Con frecuencia se sustituían los palos por otros nuevos, conservándose el becerro de la vieja armadura pedestre. No era fácil correr, saltar, caminar, subir o bajar un empinado sendero con aquellas zocas de mi niñez. Las que vestían el pie femenino eran más coquetas. Se ennegrecía el ribete; se subía el tacón de madera, y hasta se aligeraba la planta de clavos aplanados. Yo admiraba aquel artesano, que en un tristrás cortaba un tronco, limpiaba la corteza, lo hendía por la mitad, lo redondeaba con un formón, cincelaba el tacón y la puntera, la dentadura a lo largo del borde y ya terminada colgaba el par de palos para que secasen al aire libre. Ya no hay zoqueiros en la Ribeira sacra. El zoco, como las madreñas o galochas en el alto León y tierras de Asturias, como la alpargata en la Andalucía profunda o la albarca en tierras de la Mancha, formaba parte de la vestimenta del labriego de la Ribeira sacra. Era su signo de identidad. Y lo era su amplio pantalón de pana, sus raídas camisas, el vocear alto y entretenido, la llamada de atención con «¡escoita, carallo!», el rústico paraguas negro, colgando del cuello de la chaqueta, cayendo sobre la espalda. El fumador, enroscaba su pitillo con sus ásperas manos.


De un librillo tiraba del papel blanco, sacaba la amarillenta hebra de la cajetilla y con sus nervudos dedos, temblando, enrollaba el cigarrillo, pasaba la lengua sobre el borde del papel, rompía chispazos sobre una alargada mecha, que se recogía formando un ocho, y después de varios soplos, humeaba el cigarro.
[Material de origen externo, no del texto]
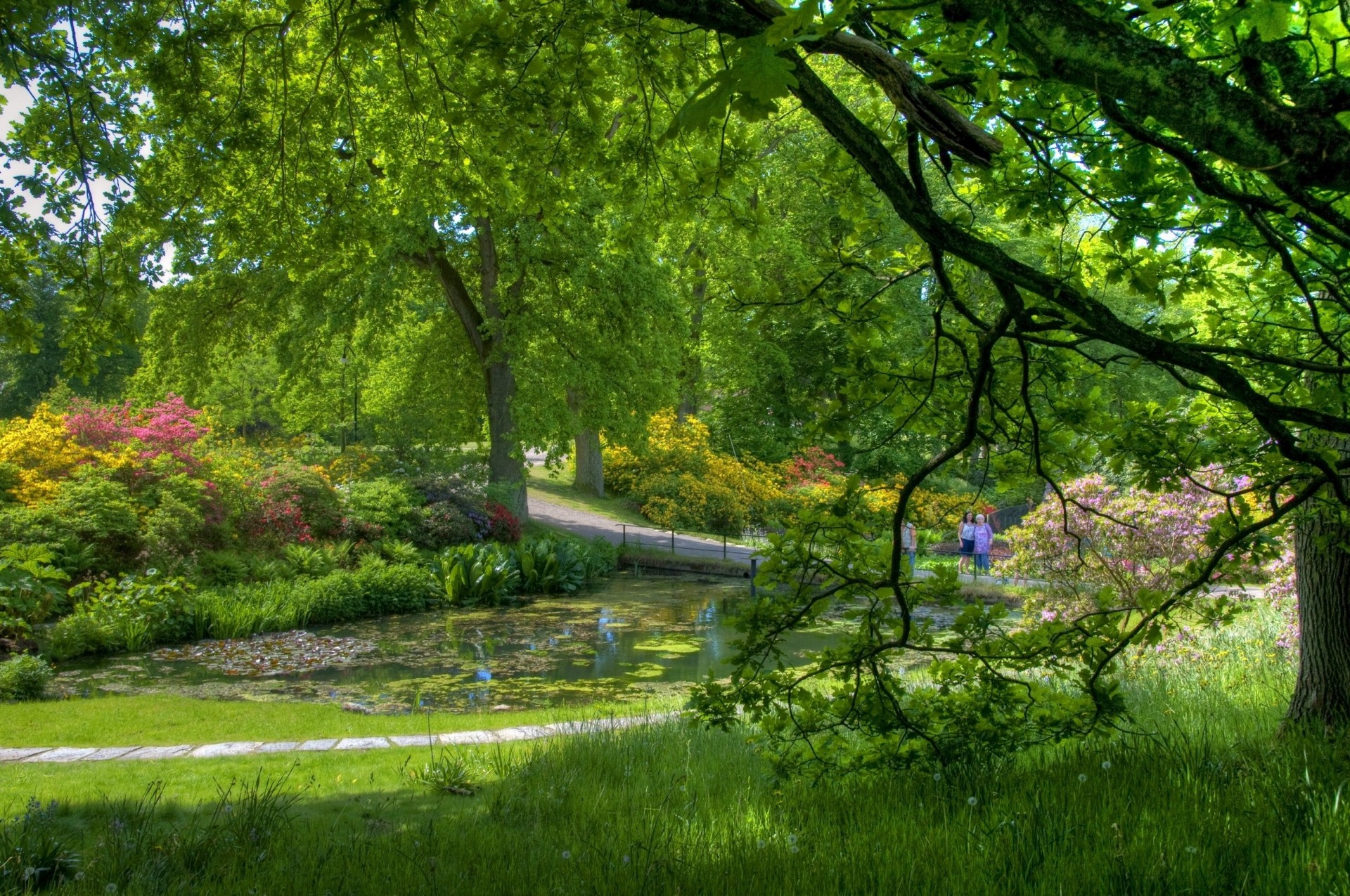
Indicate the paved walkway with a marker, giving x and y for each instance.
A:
(591, 525)
(262, 748)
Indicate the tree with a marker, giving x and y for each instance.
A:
(1185, 165)
(392, 177)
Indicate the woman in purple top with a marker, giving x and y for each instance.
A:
(983, 544)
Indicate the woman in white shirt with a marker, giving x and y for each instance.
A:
(967, 535)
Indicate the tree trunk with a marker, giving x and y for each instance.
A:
(506, 470)
(591, 469)
(1322, 578)
(692, 366)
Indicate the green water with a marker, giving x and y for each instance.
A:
(632, 639)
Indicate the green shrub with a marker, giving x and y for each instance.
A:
(23, 677)
(99, 512)
(397, 551)
(76, 636)
(138, 611)
(338, 597)
(394, 589)
(600, 557)
(307, 560)
(443, 525)
(384, 502)
(477, 575)
(30, 587)
(174, 526)
(221, 567)
(321, 505)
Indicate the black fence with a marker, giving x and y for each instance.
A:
(689, 543)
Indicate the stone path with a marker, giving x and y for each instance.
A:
(261, 748)
(591, 525)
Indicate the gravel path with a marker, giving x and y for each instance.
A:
(261, 748)
(591, 525)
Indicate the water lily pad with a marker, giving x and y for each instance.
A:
(269, 654)
(671, 644)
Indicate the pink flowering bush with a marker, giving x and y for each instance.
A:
(165, 428)
(1126, 541)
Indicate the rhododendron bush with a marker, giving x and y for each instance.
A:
(1114, 544)
(679, 482)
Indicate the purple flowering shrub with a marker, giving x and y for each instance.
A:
(1112, 543)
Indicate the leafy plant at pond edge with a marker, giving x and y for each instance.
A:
(477, 575)
(23, 677)
(30, 589)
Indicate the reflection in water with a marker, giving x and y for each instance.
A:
(631, 639)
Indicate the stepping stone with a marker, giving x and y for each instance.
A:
(532, 732)
(158, 752)
(108, 753)
(233, 748)
(415, 740)
(64, 755)
(362, 744)
(469, 737)
(15, 753)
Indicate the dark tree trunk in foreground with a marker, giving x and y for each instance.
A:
(482, 321)
(692, 366)
(1322, 574)
(506, 466)
(591, 469)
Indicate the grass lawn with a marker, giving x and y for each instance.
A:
(557, 488)
(1203, 794)
(161, 720)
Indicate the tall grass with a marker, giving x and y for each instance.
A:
(1200, 795)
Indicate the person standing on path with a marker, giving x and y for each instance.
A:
(965, 532)
(983, 543)
(911, 543)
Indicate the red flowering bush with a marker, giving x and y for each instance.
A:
(1129, 541)
(811, 467)
(164, 428)
(277, 514)
(503, 524)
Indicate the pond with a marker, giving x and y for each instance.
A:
(631, 639)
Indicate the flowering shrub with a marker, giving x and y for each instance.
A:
(811, 467)
(679, 482)
(1131, 541)
(44, 453)
(503, 524)
(167, 427)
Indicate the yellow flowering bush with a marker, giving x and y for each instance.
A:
(44, 451)
(679, 482)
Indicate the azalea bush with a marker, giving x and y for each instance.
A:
(679, 482)
(1106, 544)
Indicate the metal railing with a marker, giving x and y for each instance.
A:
(694, 543)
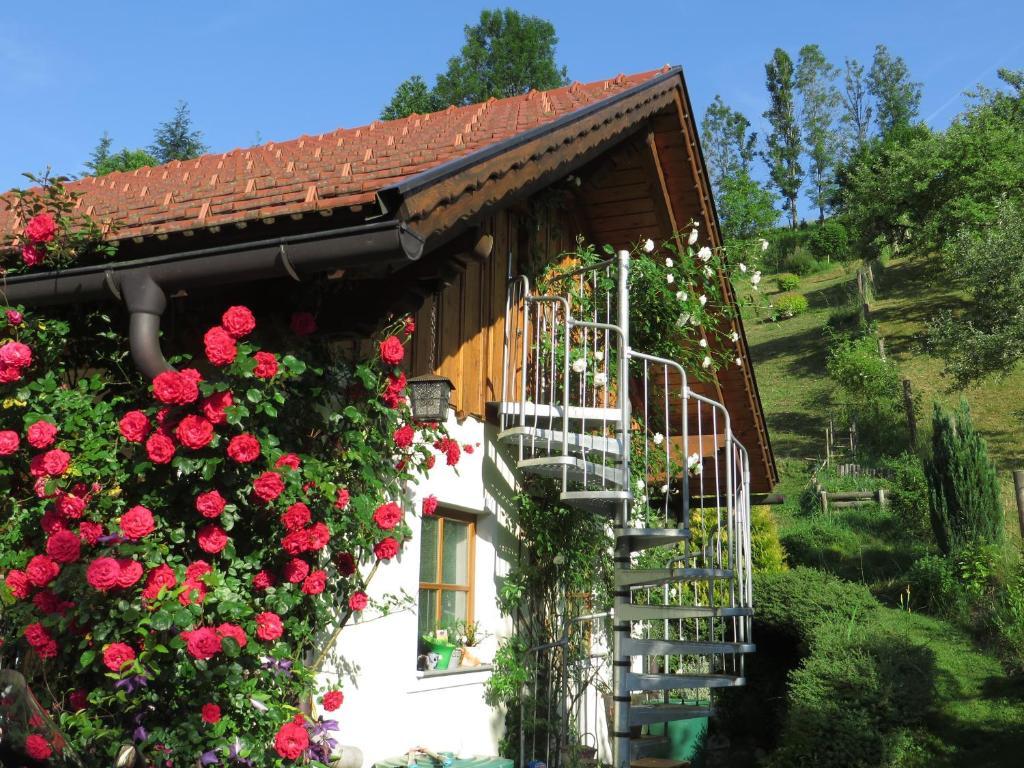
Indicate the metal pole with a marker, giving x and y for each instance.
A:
(621, 662)
(1019, 485)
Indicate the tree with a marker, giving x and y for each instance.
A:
(819, 99)
(897, 98)
(727, 145)
(176, 139)
(411, 96)
(784, 146)
(856, 110)
(505, 54)
(963, 487)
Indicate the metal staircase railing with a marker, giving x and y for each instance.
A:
(629, 438)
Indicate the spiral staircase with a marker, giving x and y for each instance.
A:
(625, 436)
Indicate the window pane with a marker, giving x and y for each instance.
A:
(455, 566)
(453, 607)
(428, 610)
(428, 550)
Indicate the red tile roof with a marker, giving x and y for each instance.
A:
(345, 167)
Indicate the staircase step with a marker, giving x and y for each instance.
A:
(578, 443)
(640, 647)
(605, 503)
(645, 747)
(665, 713)
(640, 539)
(678, 682)
(576, 469)
(654, 612)
(658, 577)
(532, 413)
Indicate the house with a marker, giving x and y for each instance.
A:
(435, 216)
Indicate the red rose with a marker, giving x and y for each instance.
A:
(238, 321)
(268, 627)
(137, 523)
(386, 549)
(291, 741)
(317, 537)
(54, 463)
(429, 506)
(342, 501)
(9, 442)
(41, 434)
(175, 388)
(203, 643)
(296, 569)
(37, 747)
(387, 516)
(90, 531)
(64, 547)
(262, 581)
(303, 324)
(210, 504)
(131, 571)
(266, 366)
(195, 432)
(17, 583)
(243, 449)
(160, 578)
(41, 570)
(233, 632)
(116, 655)
(134, 426)
(268, 486)
(314, 583)
(102, 573)
(212, 539)
(41, 228)
(296, 516)
(289, 460)
(392, 352)
(403, 436)
(213, 407)
(15, 354)
(333, 699)
(220, 348)
(160, 449)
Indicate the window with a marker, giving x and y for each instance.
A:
(446, 544)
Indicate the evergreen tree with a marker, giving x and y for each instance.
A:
(176, 139)
(505, 54)
(856, 108)
(819, 99)
(897, 98)
(784, 146)
(963, 488)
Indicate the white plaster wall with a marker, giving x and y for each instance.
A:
(389, 707)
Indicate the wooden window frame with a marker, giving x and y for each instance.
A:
(438, 586)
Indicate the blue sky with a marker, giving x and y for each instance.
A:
(272, 71)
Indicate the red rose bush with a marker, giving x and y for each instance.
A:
(175, 554)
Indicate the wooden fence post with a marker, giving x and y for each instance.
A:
(1019, 486)
(911, 419)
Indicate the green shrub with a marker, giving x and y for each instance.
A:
(802, 262)
(964, 491)
(787, 282)
(766, 550)
(829, 241)
(788, 305)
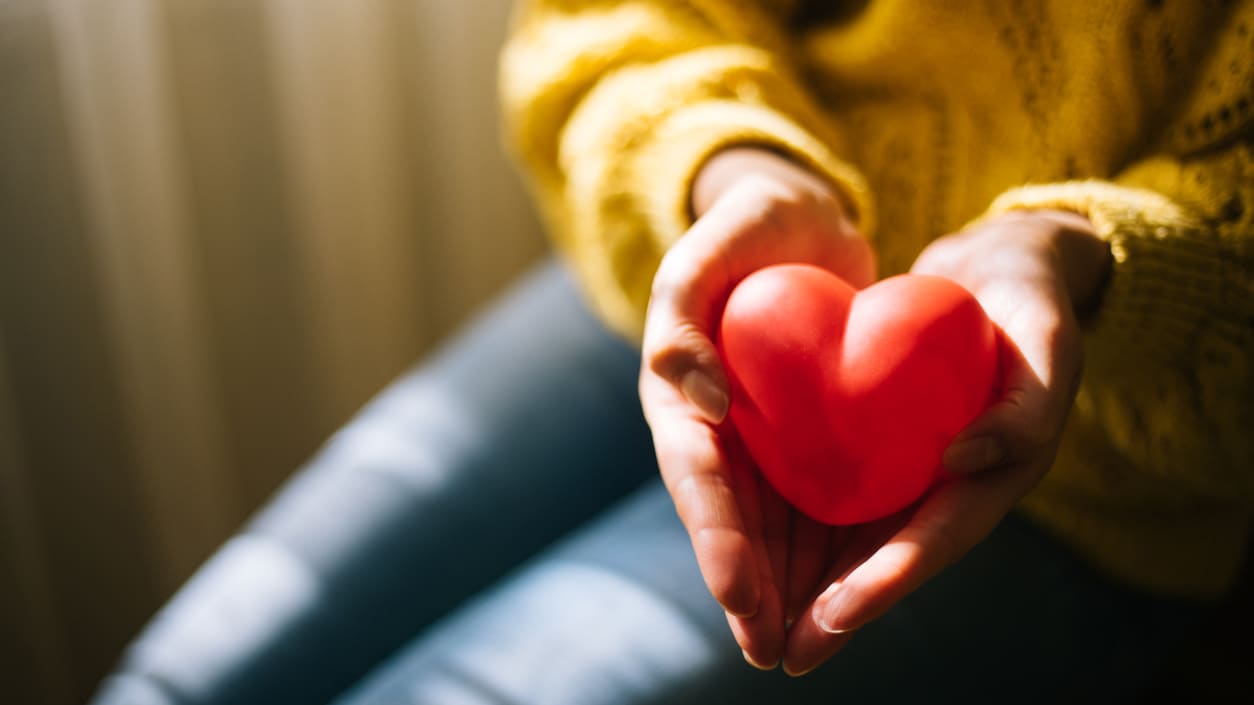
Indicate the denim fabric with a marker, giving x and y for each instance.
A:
(490, 531)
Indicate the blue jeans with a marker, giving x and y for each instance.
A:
(490, 530)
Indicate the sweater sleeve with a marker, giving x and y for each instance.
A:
(612, 107)
(1169, 371)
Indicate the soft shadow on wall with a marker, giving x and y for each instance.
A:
(223, 225)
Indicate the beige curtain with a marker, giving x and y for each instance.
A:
(223, 225)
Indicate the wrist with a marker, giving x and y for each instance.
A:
(724, 169)
(1082, 256)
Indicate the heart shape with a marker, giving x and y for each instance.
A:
(847, 399)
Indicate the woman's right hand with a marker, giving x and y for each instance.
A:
(760, 560)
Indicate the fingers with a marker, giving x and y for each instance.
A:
(947, 524)
(761, 636)
(806, 563)
(1041, 361)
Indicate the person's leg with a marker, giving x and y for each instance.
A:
(617, 615)
(519, 429)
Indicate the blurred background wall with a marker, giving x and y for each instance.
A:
(223, 225)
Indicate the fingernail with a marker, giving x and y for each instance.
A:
(798, 673)
(754, 664)
(973, 454)
(707, 397)
(832, 611)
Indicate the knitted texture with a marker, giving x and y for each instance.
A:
(927, 116)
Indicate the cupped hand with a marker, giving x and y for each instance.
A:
(1032, 272)
(753, 208)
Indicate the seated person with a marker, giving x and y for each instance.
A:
(493, 528)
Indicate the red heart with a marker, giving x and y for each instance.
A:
(847, 399)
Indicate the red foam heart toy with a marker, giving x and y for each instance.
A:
(847, 399)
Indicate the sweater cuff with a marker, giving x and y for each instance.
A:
(682, 144)
(1164, 272)
(662, 168)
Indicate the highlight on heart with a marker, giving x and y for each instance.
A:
(845, 399)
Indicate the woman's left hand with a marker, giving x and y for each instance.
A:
(1032, 271)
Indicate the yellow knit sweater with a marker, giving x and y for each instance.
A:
(928, 114)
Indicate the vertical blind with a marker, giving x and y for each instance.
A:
(223, 225)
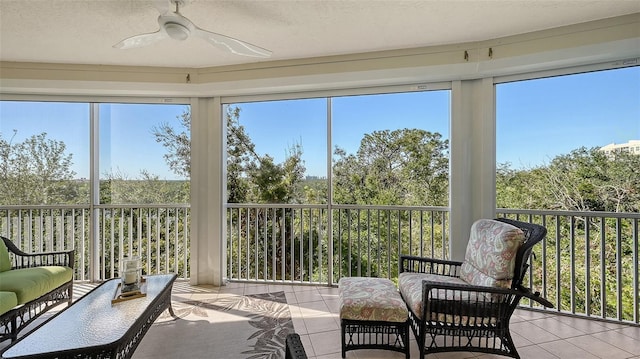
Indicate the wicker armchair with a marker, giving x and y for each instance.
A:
(31, 268)
(466, 306)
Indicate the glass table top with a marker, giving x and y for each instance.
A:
(91, 321)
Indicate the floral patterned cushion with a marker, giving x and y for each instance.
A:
(363, 298)
(491, 251)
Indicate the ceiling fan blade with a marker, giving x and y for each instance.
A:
(163, 6)
(140, 40)
(232, 45)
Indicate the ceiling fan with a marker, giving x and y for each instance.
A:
(175, 26)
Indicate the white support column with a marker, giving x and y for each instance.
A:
(473, 159)
(207, 191)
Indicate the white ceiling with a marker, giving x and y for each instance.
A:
(83, 31)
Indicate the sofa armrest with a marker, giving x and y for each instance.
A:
(429, 265)
(30, 260)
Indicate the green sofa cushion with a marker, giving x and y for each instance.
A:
(31, 283)
(5, 261)
(8, 301)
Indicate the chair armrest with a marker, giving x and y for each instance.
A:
(487, 298)
(535, 296)
(429, 265)
(30, 260)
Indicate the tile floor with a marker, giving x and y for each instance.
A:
(314, 311)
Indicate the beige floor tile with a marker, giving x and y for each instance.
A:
(320, 324)
(536, 352)
(326, 342)
(564, 349)
(558, 328)
(633, 332)
(598, 347)
(532, 332)
(584, 325)
(618, 340)
(308, 296)
(306, 343)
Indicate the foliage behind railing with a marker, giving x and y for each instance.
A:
(291, 242)
(158, 234)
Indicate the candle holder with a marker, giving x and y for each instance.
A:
(131, 274)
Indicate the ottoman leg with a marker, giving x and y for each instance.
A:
(344, 343)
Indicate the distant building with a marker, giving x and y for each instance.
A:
(632, 147)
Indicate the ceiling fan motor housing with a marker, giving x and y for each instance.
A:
(176, 31)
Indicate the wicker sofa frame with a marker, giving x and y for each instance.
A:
(478, 319)
(13, 321)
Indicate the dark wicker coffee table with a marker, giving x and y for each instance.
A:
(94, 328)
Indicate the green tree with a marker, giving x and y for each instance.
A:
(37, 171)
(401, 167)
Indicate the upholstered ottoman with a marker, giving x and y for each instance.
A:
(372, 315)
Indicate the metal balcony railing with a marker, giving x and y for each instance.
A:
(290, 243)
(158, 234)
(588, 264)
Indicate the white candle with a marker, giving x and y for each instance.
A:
(130, 277)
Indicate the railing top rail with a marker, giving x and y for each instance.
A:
(335, 206)
(594, 214)
(44, 206)
(86, 206)
(134, 205)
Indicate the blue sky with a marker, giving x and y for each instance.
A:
(536, 121)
Sonriente ante el triunfo, aliviado, proseguía el camino, a golpe de zueco herrado sobre las losas del empinado camino. Y al igual que se identificaba el carro por el chirriar de sus ejes y a quien pertenecía, el lejano golpe de los zocos sobre la lisa piedra identificaba a quien lo calzaba: mujer u hombre, joven o mayor, niña o muchacho. Había golpes profundos, secos, livianos, bajos, resonantes, sordos. Y había los que, el día de niebla profunda, subiendo la pendiente o torciendo la esquina, repetían en estremecido eco la mágica pisada. Marcaban a modo de aldabonazos sobre piedra el fluir de la noche, taciturna, misteriosa. Los zuecos quebraban el sordo caminar en silencio detrás de un féretro hacia el camposanto. Formaban una bronca pisada de sordos gemidos, del mismo modo que el grave acompasar de las campanas que acompañaban al finado. Surrealismo puro y duro.


Ásperos calcetines de lana protegían los pies en las largas invernadas. Al calor de la lareira, ya de mañana, se calentaban los zuecos en el calor de las primeras brasas, al rescoldo que, dentro, se subían y bajaban, se agitaban para calentar la húmeda madera.


Mis años en la Ribeira sacra van asociados, aún rapaz, con la historia de unos zocos y los varios atavíos o remiendos que fueron prolongando su vida bajo mis ágiles pies. Aun se venden en miniatura en ferias y mercados, colgados de un alambre, como un souvenir.


Y como memoria de un pasado que ya no es: metonimias de una historia socio-económica, y de un lejano paisaje humano, atávico, envuelto en sudor, frágil memoria y diluidas figuras.